L’equipe diretta dal prof. Lorenzo Pellegrino ha impiantato i primi tre stimolatori elettrici cardiaciImpiantati i primi tre pacemaker a Manfredonia. Gli interventi sono stati eseguiti all’ospedale San Camillo de Lellis, presso l’U.O. di Cardiologia-Utic diretta dal prof. Lorenzo Pellegrino. L’attività della nuova Unità Operativa è entrata a pieno regime a metà ottobre scorso grazie al forte impulso alla creazione dell’Utic in questo presidio ospedaliero dato dal commissario straordinario dell’Asl Foggia, Donato Troiano “il quale ha fatto sì –evidenzia il primario- che quanto programmato non restasse soltanto sulla carta ma trovasse pratica attuazione insieme ad altre importanti realizzazioni che stanno cambiando il volto dell’ospedale di Manfredonia".
"Oggi siamo in grado –aggiunge il dottor Pellegrino- di rispondere alle necessità cardiologiche con tutte le tecnologie attualmente disponibili nel campo della elettrostimolazione di ultima generazione.

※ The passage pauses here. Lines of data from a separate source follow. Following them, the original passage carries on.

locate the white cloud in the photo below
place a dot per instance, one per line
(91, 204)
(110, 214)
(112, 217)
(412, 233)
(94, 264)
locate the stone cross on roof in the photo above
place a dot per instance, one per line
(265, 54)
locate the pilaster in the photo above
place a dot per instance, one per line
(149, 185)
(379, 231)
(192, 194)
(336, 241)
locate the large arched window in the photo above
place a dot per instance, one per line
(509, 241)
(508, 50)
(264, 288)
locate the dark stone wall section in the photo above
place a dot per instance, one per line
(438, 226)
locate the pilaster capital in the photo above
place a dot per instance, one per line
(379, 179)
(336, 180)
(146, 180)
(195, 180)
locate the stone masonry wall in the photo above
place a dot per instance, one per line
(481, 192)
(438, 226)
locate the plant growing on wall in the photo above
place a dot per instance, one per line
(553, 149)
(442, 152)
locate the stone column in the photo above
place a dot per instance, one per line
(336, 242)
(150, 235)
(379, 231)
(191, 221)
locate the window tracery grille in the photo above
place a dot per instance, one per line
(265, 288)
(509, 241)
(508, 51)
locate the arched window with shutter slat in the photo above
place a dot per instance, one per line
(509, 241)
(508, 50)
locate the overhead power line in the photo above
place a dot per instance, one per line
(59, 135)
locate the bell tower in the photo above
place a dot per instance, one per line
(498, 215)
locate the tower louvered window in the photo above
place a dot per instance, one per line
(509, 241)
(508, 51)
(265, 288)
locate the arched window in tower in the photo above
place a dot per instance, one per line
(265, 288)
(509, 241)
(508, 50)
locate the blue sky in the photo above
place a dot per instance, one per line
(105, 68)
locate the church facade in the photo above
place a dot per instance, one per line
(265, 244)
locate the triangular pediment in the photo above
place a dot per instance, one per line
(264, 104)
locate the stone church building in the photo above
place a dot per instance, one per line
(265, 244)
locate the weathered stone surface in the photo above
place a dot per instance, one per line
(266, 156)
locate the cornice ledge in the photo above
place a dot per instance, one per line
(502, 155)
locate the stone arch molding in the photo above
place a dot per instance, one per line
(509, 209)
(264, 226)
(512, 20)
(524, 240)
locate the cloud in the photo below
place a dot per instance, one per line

Fino a poco tempo fa i pazienti erano costretti a rivolgersi ad altre strutture fuori territorio per ricevere questo servizio, ma da oggi, con l’avvio dei primi impianti, possono recarsi tranquillamente nella nostra struttura”.

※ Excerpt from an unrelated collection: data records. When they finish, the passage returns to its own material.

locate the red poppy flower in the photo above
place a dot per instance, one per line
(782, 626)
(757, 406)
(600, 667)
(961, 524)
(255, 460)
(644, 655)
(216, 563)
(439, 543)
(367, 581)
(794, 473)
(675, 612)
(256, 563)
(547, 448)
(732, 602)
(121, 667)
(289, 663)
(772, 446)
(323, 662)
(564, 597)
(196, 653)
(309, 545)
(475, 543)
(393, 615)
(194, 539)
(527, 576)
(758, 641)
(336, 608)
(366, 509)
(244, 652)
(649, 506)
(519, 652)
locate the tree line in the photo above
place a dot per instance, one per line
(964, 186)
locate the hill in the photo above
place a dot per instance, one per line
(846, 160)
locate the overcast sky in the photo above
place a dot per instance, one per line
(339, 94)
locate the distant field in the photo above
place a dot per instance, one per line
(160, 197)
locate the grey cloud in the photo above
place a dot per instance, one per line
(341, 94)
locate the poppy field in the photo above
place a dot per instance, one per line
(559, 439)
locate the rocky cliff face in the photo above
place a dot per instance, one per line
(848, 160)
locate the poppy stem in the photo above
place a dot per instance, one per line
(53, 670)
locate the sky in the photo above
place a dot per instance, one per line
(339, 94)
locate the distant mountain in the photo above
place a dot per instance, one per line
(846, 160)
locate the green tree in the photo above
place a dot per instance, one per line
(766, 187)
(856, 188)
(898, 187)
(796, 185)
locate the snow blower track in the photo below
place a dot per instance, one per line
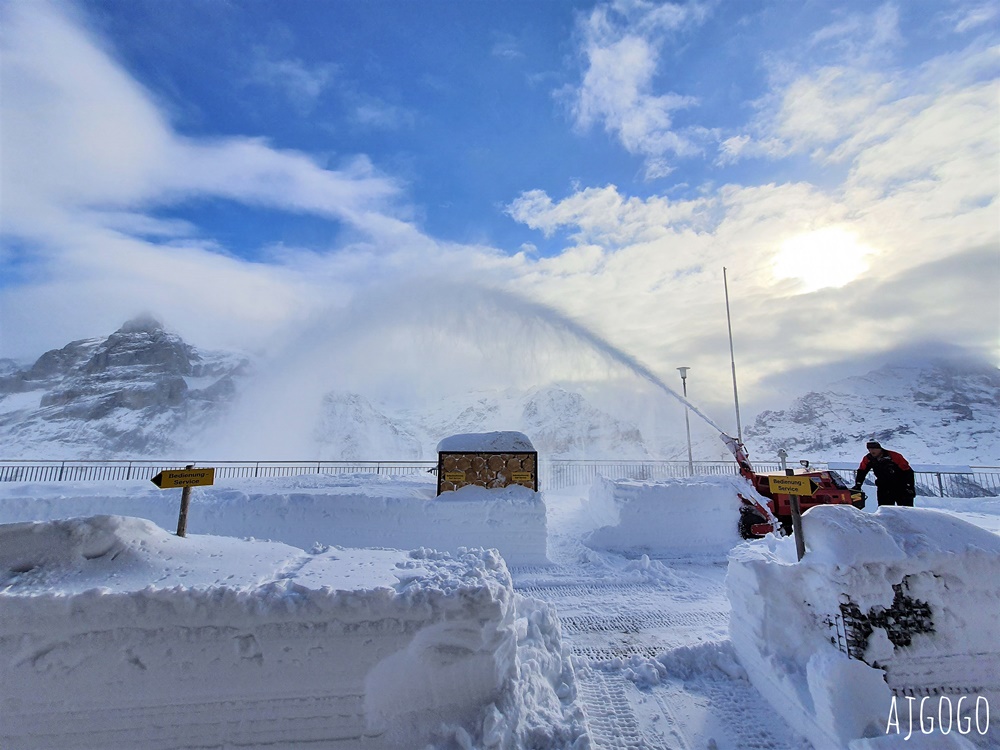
(607, 623)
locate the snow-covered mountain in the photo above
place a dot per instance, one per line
(144, 392)
(134, 393)
(938, 412)
(559, 422)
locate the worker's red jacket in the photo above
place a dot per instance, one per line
(890, 468)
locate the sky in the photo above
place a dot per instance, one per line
(250, 171)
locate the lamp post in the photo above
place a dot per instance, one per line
(687, 418)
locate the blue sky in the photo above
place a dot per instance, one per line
(239, 168)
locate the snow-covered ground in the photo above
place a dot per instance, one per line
(217, 641)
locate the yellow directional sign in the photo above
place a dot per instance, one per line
(166, 480)
(790, 485)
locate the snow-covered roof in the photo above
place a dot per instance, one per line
(486, 442)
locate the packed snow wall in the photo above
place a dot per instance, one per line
(117, 634)
(884, 610)
(668, 517)
(361, 510)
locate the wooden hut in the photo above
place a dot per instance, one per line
(487, 459)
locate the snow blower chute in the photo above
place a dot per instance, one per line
(757, 520)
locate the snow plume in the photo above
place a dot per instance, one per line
(466, 336)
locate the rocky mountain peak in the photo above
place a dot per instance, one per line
(143, 342)
(142, 323)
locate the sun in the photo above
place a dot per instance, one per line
(829, 257)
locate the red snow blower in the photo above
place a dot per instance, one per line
(826, 488)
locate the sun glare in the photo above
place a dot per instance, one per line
(830, 257)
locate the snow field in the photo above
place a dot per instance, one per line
(668, 518)
(658, 660)
(357, 510)
(117, 634)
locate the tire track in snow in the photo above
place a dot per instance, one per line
(610, 717)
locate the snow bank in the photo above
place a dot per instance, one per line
(117, 634)
(668, 517)
(359, 510)
(902, 602)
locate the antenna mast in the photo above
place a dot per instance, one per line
(732, 358)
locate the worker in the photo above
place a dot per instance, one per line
(893, 475)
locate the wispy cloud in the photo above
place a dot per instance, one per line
(621, 48)
(302, 84)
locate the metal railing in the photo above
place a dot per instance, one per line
(980, 481)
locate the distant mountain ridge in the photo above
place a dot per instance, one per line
(936, 412)
(130, 394)
(144, 392)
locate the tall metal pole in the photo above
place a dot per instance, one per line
(732, 358)
(687, 419)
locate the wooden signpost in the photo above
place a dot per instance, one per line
(794, 487)
(186, 478)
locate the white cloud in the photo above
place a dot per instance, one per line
(602, 215)
(918, 184)
(621, 47)
(303, 84)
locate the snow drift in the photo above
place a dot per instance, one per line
(117, 634)
(668, 518)
(902, 602)
(354, 510)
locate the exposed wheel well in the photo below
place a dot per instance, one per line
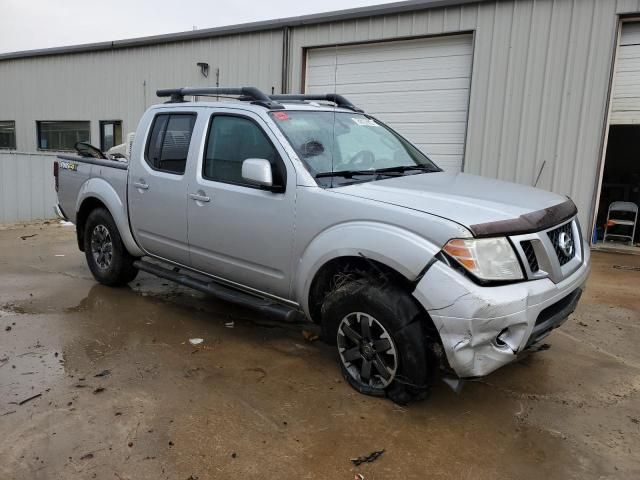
(88, 205)
(335, 272)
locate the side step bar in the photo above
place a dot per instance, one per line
(221, 292)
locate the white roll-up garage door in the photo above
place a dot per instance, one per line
(626, 84)
(418, 87)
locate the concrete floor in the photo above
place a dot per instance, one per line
(258, 401)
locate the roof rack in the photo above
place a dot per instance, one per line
(339, 100)
(254, 95)
(248, 94)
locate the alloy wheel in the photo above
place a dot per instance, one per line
(101, 247)
(367, 350)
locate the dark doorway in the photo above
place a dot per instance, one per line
(620, 183)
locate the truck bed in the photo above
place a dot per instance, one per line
(75, 173)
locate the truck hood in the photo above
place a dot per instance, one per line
(470, 200)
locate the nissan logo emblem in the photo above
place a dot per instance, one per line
(565, 242)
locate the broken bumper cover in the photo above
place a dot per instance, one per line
(483, 328)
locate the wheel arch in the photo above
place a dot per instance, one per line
(98, 193)
(394, 250)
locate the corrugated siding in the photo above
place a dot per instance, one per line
(539, 89)
(27, 190)
(121, 84)
(626, 84)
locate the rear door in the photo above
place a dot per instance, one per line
(158, 186)
(237, 231)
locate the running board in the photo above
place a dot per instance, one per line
(221, 292)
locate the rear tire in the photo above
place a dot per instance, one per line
(108, 259)
(380, 338)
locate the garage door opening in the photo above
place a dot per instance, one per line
(616, 225)
(617, 219)
(420, 88)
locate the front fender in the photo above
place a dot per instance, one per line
(397, 248)
(102, 190)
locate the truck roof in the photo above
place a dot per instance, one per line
(254, 97)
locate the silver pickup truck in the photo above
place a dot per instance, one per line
(305, 205)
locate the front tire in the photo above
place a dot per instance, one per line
(380, 337)
(108, 259)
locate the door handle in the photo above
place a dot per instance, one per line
(199, 198)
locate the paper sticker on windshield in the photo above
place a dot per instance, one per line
(365, 122)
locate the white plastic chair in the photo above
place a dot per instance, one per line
(628, 207)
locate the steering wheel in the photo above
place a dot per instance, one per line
(362, 160)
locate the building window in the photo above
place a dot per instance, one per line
(8, 134)
(110, 134)
(62, 135)
(169, 141)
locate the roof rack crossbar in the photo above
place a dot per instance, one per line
(251, 94)
(339, 100)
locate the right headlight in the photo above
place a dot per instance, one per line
(486, 258)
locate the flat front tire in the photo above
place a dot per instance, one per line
(380, 339)
(108, 259)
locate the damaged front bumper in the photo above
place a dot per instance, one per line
(483, 328)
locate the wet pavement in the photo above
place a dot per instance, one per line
(120, 393)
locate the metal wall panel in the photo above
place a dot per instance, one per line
(625, 108)
(121, 84)
(539, 89)
(27, 190)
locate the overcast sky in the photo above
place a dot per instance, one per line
(30, 24)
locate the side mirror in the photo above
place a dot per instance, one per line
(257, 171)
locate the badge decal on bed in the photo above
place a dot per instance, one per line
(68, 166)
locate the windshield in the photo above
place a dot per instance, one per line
(355, 144)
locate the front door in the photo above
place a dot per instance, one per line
(158, 188)
(237, 231)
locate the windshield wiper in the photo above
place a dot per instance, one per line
(351, 173)
(408, 168)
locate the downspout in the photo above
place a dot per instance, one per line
(286, 36)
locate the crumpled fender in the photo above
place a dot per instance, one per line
(101, 189)
(397, 248)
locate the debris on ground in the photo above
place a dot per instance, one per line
(626, 267)
(372, 457)
(32, 397)
(310, 336)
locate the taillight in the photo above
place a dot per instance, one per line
(56, 169)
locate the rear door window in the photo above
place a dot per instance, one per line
(230, 141)
(168, 145)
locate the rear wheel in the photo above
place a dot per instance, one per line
(107, 257)
(379, 334)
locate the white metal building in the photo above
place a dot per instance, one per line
(522, 90)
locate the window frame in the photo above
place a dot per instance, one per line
(150, 135)
(102, 123)
(280, 162)
(15, 137)
(38, 131)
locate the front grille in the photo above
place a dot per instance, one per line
(532, 260)
(560, 238)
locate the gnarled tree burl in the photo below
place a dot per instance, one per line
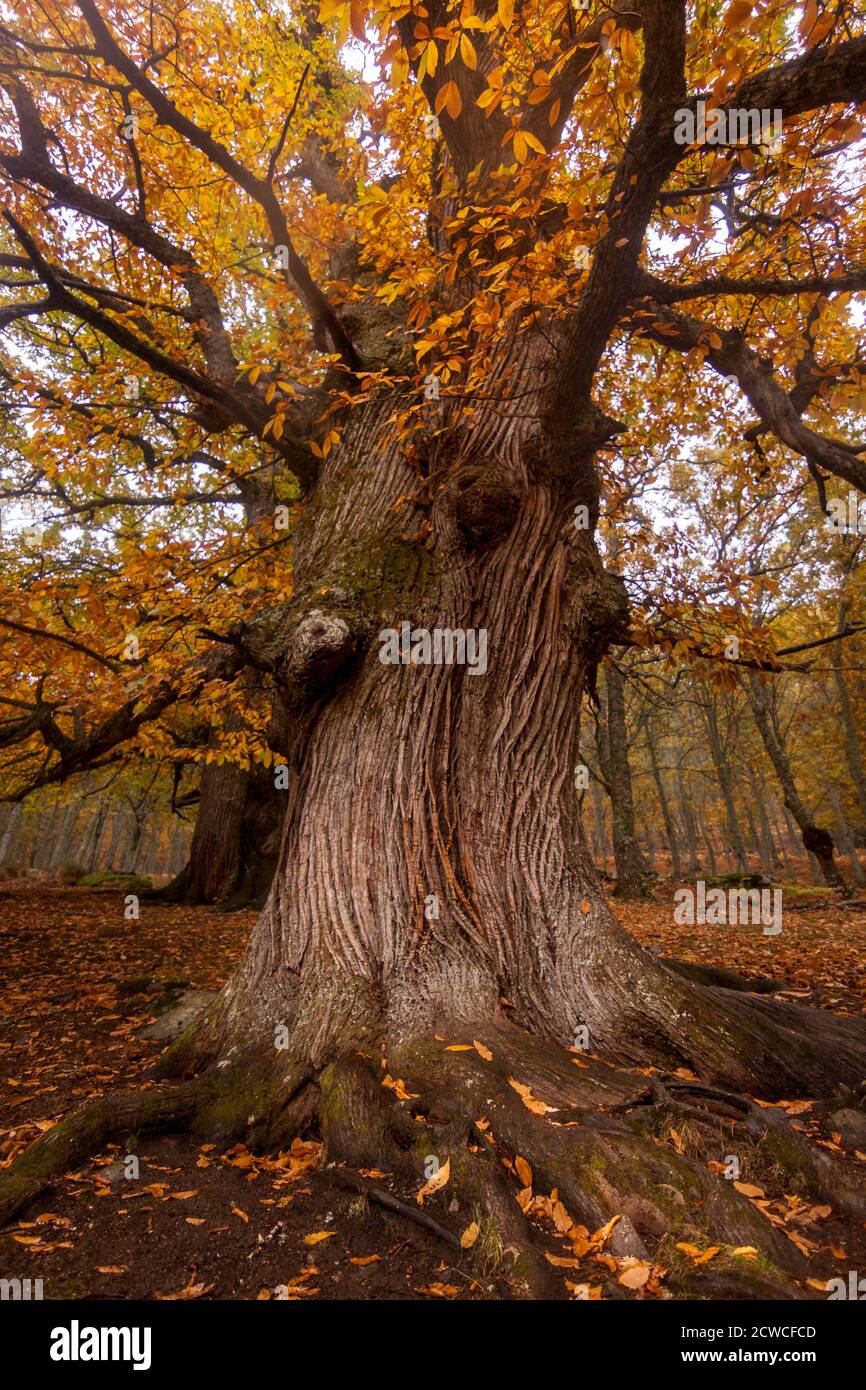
(412, 781)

Apprezzamento è stato espresso dalla coordinatrice territoriale di Cittadinanzattiva, Elonora Pellico, e dal responsabile del Tribunale per i Diritti del Malato di Manfredonia , Antonio Talamo, che plaudono all’impegno con il quale il massimo dirigente della Asl sta riorganizzando e migliorando il servizio sanitario territoriale.L’equipe del prof. Pellegrino è composta da infermieri professionali e da un cardiologo elettrofisiologo, proveniente dalla scuola del prof. Matteo Di Biase, direttore della Cardiologia Universitaria di Foggia, grazie al quale questa nuova specialità si è potuta sviluppare con successo anche nel nostro territorio.
 La tecnologia impiantabile ha fatto passi da gigante. “I pacemaker –spiega Pellegrino- hanno la funzione di stimolare i cuori con un ritmo troppo lento (bradicardia); ma ci sono anche i defibrillatori impiantabili che erogano uno shock per riportare il normale ritmo cardiaco nei pazienti in cui quest’ultimo abbia subito un’accelerazione pericolosa. Altri dispositivi possono anche erogare degli impulsi elettrici nei due ventricoli del cuore al fine di migliorare la sintomatologia dello scompenso cardiaco. Tutti questi dispositivi vengono impiantati in anestesia locale nel torace, nel corso di un intervento che può durare una o due ore”.
Quella dei “pacemaker” è storia recente se si pensa che proprio in questi giorni di dicembre il piccolo dispositivo costruito per aiutare i cuori troppo deboli a battere regolarmente spegne 50 candeline: “cinquant’anni fa era grande come un transistor sostenuto ad un collare esterno: oggi sono piccolissimi, impiantabili e intelligenti”.